Establishment of the Party

ideas started to spread widely in China after the 1919 May Fourth Movement. In June 1920, Comintern agent Grigori Voitinsky was sent to China, where he met Li Dazhao and other reformers. While in China, Voitinsky financed the founding of the Socialist Youth Corps. The Communist Party of China was initially founded by Chen Duxiu and Li Dazhao in the French concession of Shanghai in 1921 as a study society and an informal network. Informal meetings were held in China in 1920 as well as overseas. The official beginning of the Communist Party of China began with the 1st Congress held in Shanghai and Jiaxing in July 1921. The congress was composed of 13 men. The birth of the party was declared while a meeting was held on a boat on South Lake. The formal and unified name Zhōngguó Gòngchǎn Dǎng was adopted and the final agenda was carried out. The key delegates in the congress were Li Dazhao, Chen Duxiu, Chen Gongbo, Tan Pingshan, Zhang Guotao, He Mengxiong, Lou Zhanglong and Deng Zhongxia. Mao Zedong was present at the first congress as one of two delegates from a Hunan communist group. Other attendees included Dong Biwu, Li Hanjun, Li Da, Chen Tanqiu, Liu Renjing, Zhou Fohai, He Shuheng, Deng. Two representatives from the Comintern were also present, one of them being Henk Sneevliet. Notably absent at this early point were future leaders Li Lisan and Qu Qiubai.

First Civil Revolution Period—the First United Front (1922–1927)

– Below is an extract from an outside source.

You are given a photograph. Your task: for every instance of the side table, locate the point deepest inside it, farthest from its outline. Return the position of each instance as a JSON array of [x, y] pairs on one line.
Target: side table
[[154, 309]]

In August 1922, Sneevliet called a surprise special plenum of the central committee. During the meeting Sneevliet proposed that party members join the Kuomintang on the grounds that it was easier to transform the Nationalist Party from the inside than to duplicate its success. Li Dazhao, Cai Heshen and Gao Yuhan opposed the motion, whereupon Sneevliet invoked the authority of the Comintern and forced the CPC to accept his decision.
Under the guidance of the Comintern, the party was reorganized along Leninist lines in 1923, in preparation for the Northern Expedition. The nascent party was not held in high regard. Karl Radek, one of the five founding leaders of the Comintern, said in November 1922 that the CPC was not highly regarded in Moscow. Moreover, the CPC was divided into two camps, one led by Deng Zhongxia and Li Dazhao on the more moderate "bourgeois, national revolution" model and the other by Zhang Guotao, Lou Zhanglong, He Mengxiong and Chen Duxiu on the strongly anti-imperialism side. Mikhail Markovich Borodin negotiated with Sun Yat-sen and Wang Jingwei the 1923 KMT reorganization and the CPC's incorporation into the newly expanded party. Borodin and General Vasilii Blyukher worked with Chiang Kai-shek to found the Whampoa Military Academy. The CPC's reliance on the leadership of the Comintern provided a strong indication of the First United Front's fragility. The death of Sun Yat-sen in 1925 created great uncertainty regarding who would lead the party, and whether they would still work with the Communists. Despite the tensions, the Northern Expedition led by the Kuomintang, with participation of the CPC made quick gains in overthrowing the warlord government.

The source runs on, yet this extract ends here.